Follow-up conventional cerebral angiography revealed occlusion of the left proximal MCA with MMD-like collateralization one year later. Although there was still no steno-occlusive lesion in the ICAs bilaterally, the stenosis of both MCAs had progressed. The ICAs still did not show significant stenosis bilaterally (Figure 1C). Vessel wall imaging showed no evidence of arteriosclerotic plaques or other vessel lesions such as vasculitis at the site of the left MCA occlusion, which suggests the possibility of MMD in the patient’s clinical course.

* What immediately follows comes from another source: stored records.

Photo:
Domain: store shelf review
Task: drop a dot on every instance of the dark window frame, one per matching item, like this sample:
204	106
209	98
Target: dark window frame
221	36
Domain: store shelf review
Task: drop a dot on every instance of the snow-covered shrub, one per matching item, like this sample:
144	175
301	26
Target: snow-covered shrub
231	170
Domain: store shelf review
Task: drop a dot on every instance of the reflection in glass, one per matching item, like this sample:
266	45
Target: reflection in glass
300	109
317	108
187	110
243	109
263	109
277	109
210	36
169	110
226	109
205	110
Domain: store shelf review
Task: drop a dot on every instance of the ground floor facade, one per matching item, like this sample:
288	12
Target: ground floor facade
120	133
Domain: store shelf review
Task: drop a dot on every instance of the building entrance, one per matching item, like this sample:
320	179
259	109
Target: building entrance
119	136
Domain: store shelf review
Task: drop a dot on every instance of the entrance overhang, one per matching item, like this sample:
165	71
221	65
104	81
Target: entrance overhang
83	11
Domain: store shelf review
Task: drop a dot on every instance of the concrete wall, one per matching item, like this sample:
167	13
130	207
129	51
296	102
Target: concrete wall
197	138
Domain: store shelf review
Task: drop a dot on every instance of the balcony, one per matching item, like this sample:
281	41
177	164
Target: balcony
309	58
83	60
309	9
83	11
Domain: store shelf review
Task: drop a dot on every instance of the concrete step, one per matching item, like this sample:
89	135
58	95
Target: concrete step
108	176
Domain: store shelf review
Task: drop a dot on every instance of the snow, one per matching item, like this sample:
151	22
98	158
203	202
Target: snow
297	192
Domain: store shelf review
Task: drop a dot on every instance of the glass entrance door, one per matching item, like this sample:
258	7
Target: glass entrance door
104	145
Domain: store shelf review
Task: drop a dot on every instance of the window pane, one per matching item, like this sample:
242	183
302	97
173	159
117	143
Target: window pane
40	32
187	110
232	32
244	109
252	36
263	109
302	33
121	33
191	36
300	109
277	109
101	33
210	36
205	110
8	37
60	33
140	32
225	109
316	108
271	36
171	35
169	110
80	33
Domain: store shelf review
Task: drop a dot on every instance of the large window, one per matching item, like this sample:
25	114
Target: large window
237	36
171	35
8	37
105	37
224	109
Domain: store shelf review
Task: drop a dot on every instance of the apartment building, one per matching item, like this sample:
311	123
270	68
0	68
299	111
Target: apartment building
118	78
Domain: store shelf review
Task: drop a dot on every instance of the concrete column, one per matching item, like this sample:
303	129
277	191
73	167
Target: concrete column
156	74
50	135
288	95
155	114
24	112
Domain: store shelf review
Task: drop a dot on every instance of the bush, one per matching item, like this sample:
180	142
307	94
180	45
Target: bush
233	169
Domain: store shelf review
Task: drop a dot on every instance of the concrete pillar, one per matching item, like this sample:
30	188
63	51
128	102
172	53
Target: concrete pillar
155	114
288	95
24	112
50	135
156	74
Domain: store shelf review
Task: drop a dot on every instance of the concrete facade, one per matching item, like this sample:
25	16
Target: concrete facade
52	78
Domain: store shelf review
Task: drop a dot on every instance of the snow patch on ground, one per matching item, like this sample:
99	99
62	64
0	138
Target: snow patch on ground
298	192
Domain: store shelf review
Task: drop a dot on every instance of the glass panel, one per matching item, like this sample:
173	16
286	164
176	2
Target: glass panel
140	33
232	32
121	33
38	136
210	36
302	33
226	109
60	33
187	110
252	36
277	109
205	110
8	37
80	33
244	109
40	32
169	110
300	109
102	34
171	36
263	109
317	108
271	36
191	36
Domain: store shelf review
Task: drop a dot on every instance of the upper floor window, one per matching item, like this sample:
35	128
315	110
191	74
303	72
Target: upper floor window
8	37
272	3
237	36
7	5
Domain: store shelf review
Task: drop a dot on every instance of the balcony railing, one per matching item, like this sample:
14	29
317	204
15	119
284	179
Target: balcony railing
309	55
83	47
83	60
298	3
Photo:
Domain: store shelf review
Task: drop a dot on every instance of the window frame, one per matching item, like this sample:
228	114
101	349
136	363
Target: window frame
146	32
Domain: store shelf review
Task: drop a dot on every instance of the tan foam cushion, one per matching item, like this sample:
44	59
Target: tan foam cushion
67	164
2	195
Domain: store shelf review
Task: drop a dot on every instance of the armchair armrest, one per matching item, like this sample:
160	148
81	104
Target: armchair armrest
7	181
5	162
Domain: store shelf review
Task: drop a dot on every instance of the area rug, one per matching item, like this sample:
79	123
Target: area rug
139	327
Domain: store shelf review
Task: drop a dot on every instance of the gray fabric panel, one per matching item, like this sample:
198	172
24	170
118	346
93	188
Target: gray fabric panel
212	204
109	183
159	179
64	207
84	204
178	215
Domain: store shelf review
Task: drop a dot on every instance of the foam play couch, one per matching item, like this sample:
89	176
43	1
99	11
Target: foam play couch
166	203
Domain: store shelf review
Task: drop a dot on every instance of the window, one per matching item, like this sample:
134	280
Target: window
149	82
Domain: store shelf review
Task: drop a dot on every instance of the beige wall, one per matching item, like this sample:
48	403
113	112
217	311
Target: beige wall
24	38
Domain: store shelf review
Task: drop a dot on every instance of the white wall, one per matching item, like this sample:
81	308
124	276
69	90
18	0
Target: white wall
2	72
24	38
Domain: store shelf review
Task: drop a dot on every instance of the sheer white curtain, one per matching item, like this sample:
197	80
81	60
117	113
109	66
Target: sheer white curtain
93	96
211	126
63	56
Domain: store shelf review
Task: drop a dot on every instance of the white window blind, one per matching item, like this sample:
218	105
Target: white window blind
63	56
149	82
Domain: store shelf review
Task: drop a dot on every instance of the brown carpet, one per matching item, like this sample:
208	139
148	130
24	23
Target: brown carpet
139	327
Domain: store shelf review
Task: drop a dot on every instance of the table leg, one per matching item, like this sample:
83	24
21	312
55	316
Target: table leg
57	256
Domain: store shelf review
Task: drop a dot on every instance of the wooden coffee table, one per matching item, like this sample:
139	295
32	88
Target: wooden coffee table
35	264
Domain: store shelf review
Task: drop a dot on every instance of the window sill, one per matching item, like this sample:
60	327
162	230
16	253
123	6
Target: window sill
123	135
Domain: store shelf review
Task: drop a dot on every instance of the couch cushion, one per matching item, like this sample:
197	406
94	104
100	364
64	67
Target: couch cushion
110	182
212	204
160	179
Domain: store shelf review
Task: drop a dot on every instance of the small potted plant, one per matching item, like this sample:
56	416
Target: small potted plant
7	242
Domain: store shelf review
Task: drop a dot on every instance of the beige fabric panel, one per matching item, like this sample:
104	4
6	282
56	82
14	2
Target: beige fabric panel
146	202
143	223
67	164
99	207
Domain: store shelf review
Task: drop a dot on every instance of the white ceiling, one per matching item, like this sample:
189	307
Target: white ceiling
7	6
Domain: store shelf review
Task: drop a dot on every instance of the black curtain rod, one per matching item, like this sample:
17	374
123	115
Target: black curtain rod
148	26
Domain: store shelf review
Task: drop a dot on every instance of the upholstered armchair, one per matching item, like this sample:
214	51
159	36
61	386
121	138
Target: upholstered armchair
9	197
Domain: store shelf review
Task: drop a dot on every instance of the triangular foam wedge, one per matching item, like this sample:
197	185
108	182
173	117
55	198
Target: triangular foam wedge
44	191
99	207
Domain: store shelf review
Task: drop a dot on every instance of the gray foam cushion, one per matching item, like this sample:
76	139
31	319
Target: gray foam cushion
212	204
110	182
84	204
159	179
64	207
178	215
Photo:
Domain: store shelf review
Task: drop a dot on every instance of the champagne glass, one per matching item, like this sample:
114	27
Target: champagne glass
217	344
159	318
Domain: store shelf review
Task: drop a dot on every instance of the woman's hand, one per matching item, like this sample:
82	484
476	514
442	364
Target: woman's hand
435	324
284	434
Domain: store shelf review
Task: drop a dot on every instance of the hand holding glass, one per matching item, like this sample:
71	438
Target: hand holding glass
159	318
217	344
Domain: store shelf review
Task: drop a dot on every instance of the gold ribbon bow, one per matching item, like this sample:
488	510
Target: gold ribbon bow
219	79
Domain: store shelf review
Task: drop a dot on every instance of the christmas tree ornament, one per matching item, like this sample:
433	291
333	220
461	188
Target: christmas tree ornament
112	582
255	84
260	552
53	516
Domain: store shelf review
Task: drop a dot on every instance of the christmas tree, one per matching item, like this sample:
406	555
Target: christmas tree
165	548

The patient underwent extracranial-intracranial bypass surgery with anastomosis of the superficial temporal artery and MCA. Brain MR perfusion imaging on the 7th day after the operation showed no definite hemodynamic compromise in the territory of the left MCA (Figure 2C–E). Her hemichorea disappeared after the bypass surgery.
Discussion
Hemichorea related to TIA is usually associated with either MMD or occlusion or high-grade stenosis of the ICA. The present case showed that initially, MCA stenosis alone with no significant stenosis of the ICAs caused hemichorea and then the MCA stenosis progressed to other intracranial vessels and moyamoya pattern collateralization came up with time. In the last vessel wall image, there was no evidence of arteriosclerotic plaques or other vessel lesions such as vasculitis at the site of the left MCA occlusion, which suggests a future possibility of progression to typical MMD rather than atherosclerosis or vasculitis.9
Isolated MCA stenosis in young patients with no other medical condition may be a unique pathologic entity with a benign long-term course, and most patients with this condition showed unchanged or decreased stenosis of MCA with time.4 However, there have been only a few report of isolated MCA stenosis in young patients with no other medical conditions, thus, it is not easy to predict the prognosis of these patients. A few older patients with MCA stenosis alone showing hemichorea had typical stroke risk factors in the previous study.7 Only one report has suggested that it might be an initial feature of MMD.5 Some cases with MCA stenosis associated with moyamoya pattern collateralization were reported, but the progression of a stenosis from MCA to other intreacranial vessel was not documented.6,8 MMD is a chronic, occlusive cerebrovascular disease with bilateral stenosis of the distal intracranial ICA, extending to the anterior and middle arteries with extensive collateral network.10 Six angiography stages of MMD have been suggested that usually progress over time from stenosis of the suprasellar ICAs to complete occlusion of the major cerebral arteries.11 To the best of our knowledge, this is the first case that presented hemichorea with progressive isolated MCA steno-occlusion. Previous MMD cases with chorea have been reported to have steno-occlusive lesions in the ICAs, which met the diagnostic criteria of MMD at the time of evaluation.2
In this case, SPECT showed decreased uptake in the left basal ganglia and the cerebral cortex, which was consistent findings with many reports of hemichorea associated with hypoperfusion of the basal ganglia or cerebral cortex.2 Such hemodynamic compromise might cause a functional imbalance in the striatum and cerebral cortex, which would result in decreased activity of the indirect pathway through disinhibition of the thalamic neurons in this case.
In conclusion, this case suggests that isolated MCA stenosis in a young patient can be related to neurologic symptoms such as hemichorea and evolve into MMD. A regular follow-up angiography may play an important role in young patients with isolated MCA stenosis for identification of its evolution into MMD.